希薇不服气的说:“对象我早帮你找好了,盼盼姐秀外慧中、美丽温柔,又善解人意,而且还好喜欢、好喜欢你,就是不知道你在狂什么,硬是不追她。”
阳谷以手覆额,受不了的看着她,“你又来了!”
“盼盼是谁?”吕父倒是挺有兴趣的。
“她是希薇的学姐,也是今天的伴娘,安奇拓本来是她的相亲对象,结果希薇去破坏人家相亲,还自作聪明的潜到安奇拓身边去当秘书,胡搞瞎搞到最后,希薇反而和安奇拓凑成一对,够神吧?”
阳谷解释完了,吕父还是迷迷糊糊的。“你们到底是在搞几角关系啊?希薇,你干嘛去破坏人家相亲?你和奇拓——”
“爸,事情复杂,反正结局还算圆满,细节你就别问了嘛!”希薇连忙笑着打马虎眼想敷衍过去。
说起她和安奇拓从相识到相恋的过程。没有一个人听后不大笑不止的。她知道自己做了一大堆蠢事、糗事,不想再四处张扬了。
“说起伴娘……”阳谷看了一下手表,“她跑到哪里去了?时间快到了,待会我得跟她先去礼堂。”

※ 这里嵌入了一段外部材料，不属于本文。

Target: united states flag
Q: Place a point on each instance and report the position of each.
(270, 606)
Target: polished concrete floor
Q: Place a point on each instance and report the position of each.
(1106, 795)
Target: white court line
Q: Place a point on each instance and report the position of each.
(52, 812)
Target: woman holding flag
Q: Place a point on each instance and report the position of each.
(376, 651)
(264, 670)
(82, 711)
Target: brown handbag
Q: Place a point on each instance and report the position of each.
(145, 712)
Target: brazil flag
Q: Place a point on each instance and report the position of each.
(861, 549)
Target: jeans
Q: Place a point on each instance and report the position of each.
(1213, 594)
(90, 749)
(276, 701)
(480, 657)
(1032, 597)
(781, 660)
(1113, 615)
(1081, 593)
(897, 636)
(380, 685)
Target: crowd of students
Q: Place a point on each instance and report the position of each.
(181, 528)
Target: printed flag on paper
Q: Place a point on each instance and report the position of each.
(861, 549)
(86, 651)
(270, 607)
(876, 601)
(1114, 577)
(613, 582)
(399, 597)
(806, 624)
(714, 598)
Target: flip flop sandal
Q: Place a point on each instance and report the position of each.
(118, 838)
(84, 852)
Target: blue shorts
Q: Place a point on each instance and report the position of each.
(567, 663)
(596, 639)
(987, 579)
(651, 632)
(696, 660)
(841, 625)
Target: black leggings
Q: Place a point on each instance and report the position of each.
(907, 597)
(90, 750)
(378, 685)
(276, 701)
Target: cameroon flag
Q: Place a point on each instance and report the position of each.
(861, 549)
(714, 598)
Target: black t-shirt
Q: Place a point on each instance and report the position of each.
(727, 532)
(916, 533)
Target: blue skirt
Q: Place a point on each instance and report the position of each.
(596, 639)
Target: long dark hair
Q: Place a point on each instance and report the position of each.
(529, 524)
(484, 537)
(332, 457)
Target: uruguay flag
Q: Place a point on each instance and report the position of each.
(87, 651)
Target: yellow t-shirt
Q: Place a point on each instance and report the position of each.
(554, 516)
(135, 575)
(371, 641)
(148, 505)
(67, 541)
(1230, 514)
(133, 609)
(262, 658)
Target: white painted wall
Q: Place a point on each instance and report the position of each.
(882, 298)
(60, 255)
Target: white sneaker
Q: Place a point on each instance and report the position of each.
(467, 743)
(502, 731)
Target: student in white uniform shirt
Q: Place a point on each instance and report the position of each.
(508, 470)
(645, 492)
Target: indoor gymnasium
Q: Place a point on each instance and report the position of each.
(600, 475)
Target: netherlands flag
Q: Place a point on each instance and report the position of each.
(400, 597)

希薇模模鼻子,“我刚刚不小心把新娘捧花踩扁了,盼盼姐说再叫人送来会来不及,所以她跑到转角那家花店帮我买花去了啦!”
“什么?”阳谷听了差点腿软,“小姐,你也太厉害了吧?我这还是第一次听到新娘子把自己的捧花踩扁的。”
她顽皮地吐吐舌,“我也觉得很夸张。”
“阳谷,你去看一下情况吧!没有花可不行啊!”吕父交代他。
“嗯!”阳谷应了父亲一声,连忙快跑出去,才跑出教堂不到十公尺,就瞧见盼盼捧着花由对街转角跑来。
虽然常听希薇提起她,不过今天才是两人的第一次碰面。
她一头过肩长发用紫色水钻夹出一个典雅秀丽的公主头,淡淡的粉色调彩妆让她看起来更加年轻、可爱,而纯白色的蕾丝小礼服服帖地包着她匀称、妖娆的完美身段,的确是个容易吸引人目光的美人。
再瞧她迎风跑来时,一头亮丽长发在风中柔媚翩舞的姿态,丰满的双峰更如白兔般的直勾引他的视线,真叫他看得口水直咽。
“如果她不是希薇最要好的朋友,我一定‘下手’。”
阳谷站在原地等她,看她碰着新买的花束由对街穿越马路,眼尾余光去瞥见一辆疾驶而来的重型机车。
“叭——”响彻云霄的喇叭声让盼盼吓得傻愣在原地,眼看摩托车就快撞上她了,一股强而有力的力量却在这时捉住她的手臂往前拖——
“骑那么快,赶着去投胎呀?”
阳谷气呼呼地朝摩托车骑士大吼,对方非但没停车,还加快油门往前冲,不一会儿就消失在他的视线中。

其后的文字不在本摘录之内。